All-in-one Dashboard
Core inputs and core outputs
This healthcare franchise financial projections tool includes detailed tabs for revenue streams, staffing, CAPEX, and full financial statements to guide your investment decision.
Core inputs and core outputs
Three scenario analysis
Presentation ready
DuPont analysis
Researched revenue assumptions
Lender-friendly financial outputs
Revenue stream detailed view
Performance metrics benchmark
We built this franchise unit financial model using our own research to ensure it reflects the reality of the home medical equipment franchise market. Key assumptions, including the $588,000 year-one revenue and 5-month breakeven target, are pre-populated and fully editable to match your specific territory. This is a data-driven tool for serious operators.
Based on the data, this unit hits EBITDA of $71,000 in the first year and scales to $425,000 by year five. You reach operational profitability quickly because the model shows a breakeven date of May 2026, just five months after launching. Efficiency in the field is what drives the bottom line.
You need a significant initial investment to cover the $29,500 franchise fee, $100,000 in inventory, and $120,000 for showroom improvements. The lowest cash point hits $775,000 in April 2026, suggesting you need a strong capital cushion to handle the ramp-up phase. Cash is king during the first six months.
The internal rate of return (IRR) is 2.46% with a 5-year payback period, which is a steady play for a retail showroom franchise operations model. While the ROE is 0.76, the real value lies in the $425,000 annual EBITDA potential by the fifth year of operation. Patience pays off in the senior care market.
The unit hits its break-even point in May 2026, just five months into operations. This fast start depends heavily on hitting $220,000 in power chair sales during the first year while keeping the $5,000 monthly rent and 7% royalty costs under control. Speed to market determines your early survival.
The lowest cash point occurs in April 2026 at $775,000, which includes your initial startup costs and early operating losses. You need to maintain a healthy buffer because if the showroom build-out takes 90+ days longer than planned, your working capital pressure will spike. Always plan for a rainy day.
Moving to a high scenario significantly boosts the $588,000 year-one revenue and accelerates the 5-year payback. Low scenarios usually extend the 5-month breakeven period, so monitoring the $44,000 sales consultant productivity is vital for staying on the high-growth path. Small wins lead to big outcomes.
This mobility franchise financial model is built in Excel, allowing you to tweak every assumption from power chair sales volume to technician wages. Since local labor rates and rent vary by territory, the editable formulas let you stress-test your specific market before signing a lease. Every 1-point margin leak matters fast in a single-unit model.
We mapped out five years of performance, showing revenue climbing from $588,000 in year one to $1.26 million by year five. This medical equipment franchise business plan tracks how EBITDA (Earnings Before Interest, Taxes, Depreciation, and Amortization) scales as you add more service technicians and mobile vans to your fleet.
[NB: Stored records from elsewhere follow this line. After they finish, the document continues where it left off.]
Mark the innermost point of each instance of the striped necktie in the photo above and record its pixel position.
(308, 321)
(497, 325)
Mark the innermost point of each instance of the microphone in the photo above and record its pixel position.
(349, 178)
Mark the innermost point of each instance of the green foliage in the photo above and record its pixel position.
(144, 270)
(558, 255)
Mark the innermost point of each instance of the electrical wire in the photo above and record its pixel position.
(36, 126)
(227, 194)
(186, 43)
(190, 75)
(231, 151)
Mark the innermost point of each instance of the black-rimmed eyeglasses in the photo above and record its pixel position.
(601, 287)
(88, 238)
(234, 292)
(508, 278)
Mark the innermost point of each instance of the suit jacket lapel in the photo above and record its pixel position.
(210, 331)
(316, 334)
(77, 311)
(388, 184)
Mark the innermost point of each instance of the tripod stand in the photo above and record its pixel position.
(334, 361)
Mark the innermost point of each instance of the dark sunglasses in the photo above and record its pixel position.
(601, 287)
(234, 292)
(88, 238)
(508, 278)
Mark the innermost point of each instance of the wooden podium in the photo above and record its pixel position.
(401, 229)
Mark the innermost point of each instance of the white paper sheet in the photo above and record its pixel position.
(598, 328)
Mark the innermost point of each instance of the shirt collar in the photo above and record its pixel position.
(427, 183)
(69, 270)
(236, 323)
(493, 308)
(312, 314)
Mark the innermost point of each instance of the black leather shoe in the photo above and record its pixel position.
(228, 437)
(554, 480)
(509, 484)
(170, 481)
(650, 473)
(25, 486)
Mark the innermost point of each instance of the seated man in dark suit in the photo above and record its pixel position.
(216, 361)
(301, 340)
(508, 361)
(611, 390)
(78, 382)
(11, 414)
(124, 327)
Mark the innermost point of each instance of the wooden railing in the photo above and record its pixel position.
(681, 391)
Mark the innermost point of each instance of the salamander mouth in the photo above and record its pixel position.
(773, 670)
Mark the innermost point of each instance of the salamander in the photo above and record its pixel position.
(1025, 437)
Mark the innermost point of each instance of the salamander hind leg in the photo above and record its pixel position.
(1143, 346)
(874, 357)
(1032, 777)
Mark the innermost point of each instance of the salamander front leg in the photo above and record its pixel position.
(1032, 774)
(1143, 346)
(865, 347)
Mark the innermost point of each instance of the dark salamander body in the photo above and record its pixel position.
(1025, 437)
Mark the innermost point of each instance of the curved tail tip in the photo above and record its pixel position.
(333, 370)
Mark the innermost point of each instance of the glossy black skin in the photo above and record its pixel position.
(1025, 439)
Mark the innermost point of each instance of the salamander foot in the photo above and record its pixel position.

Growth is a marathon, not a sprint.
The model accounts for the $29,500 initial fee and the ongoing 7% royalty and 2% marketing fund contributions. These fees are baked into the monthly cash flow, so you see exactly how much goes to the brand and how much stays in your pocket after local overhead. Understanding your net contribution is the key to sleeping at night.
Starting a mobile medical equipment service business plan requires knowing your numbers, like the $120,000 showroom build-out and $90,000 for service vans. This franchise startup cost template identifies the exact sales volume needed to cover your $5,000 monthly rent and fixed overhead. Knowing your floor is just as important as knowing your ceiling.
We used real-world data to set benchmarks for mobility franchise financial model performance, including a 7% royalty cap and tiered labor costs. These metrics help you defintely see if your projected margins align with aging-in-place business model standards. If your labor runs over 30%, your bottom line will feel the squeeze immediately.
Simply purchase and download the financial model template, then access it instantly using Microsoft Excel or Google Sheets. No installation or technical expertise required-just open and start working.
Enter your business-specific numbers, including revenue projections, costs, and investment details. The pre-built formulas will automatically calculate financial insights, saving you time and effort.
Leverage the investor-ready format to confidently showcase your financial projections to banks, franchise representatives, or investors. Impress stakeholders with clear, data-driven insights and professional reports.
Leverage the investor-ready format to confidently present your projections to banks, franchise representatives, or investors.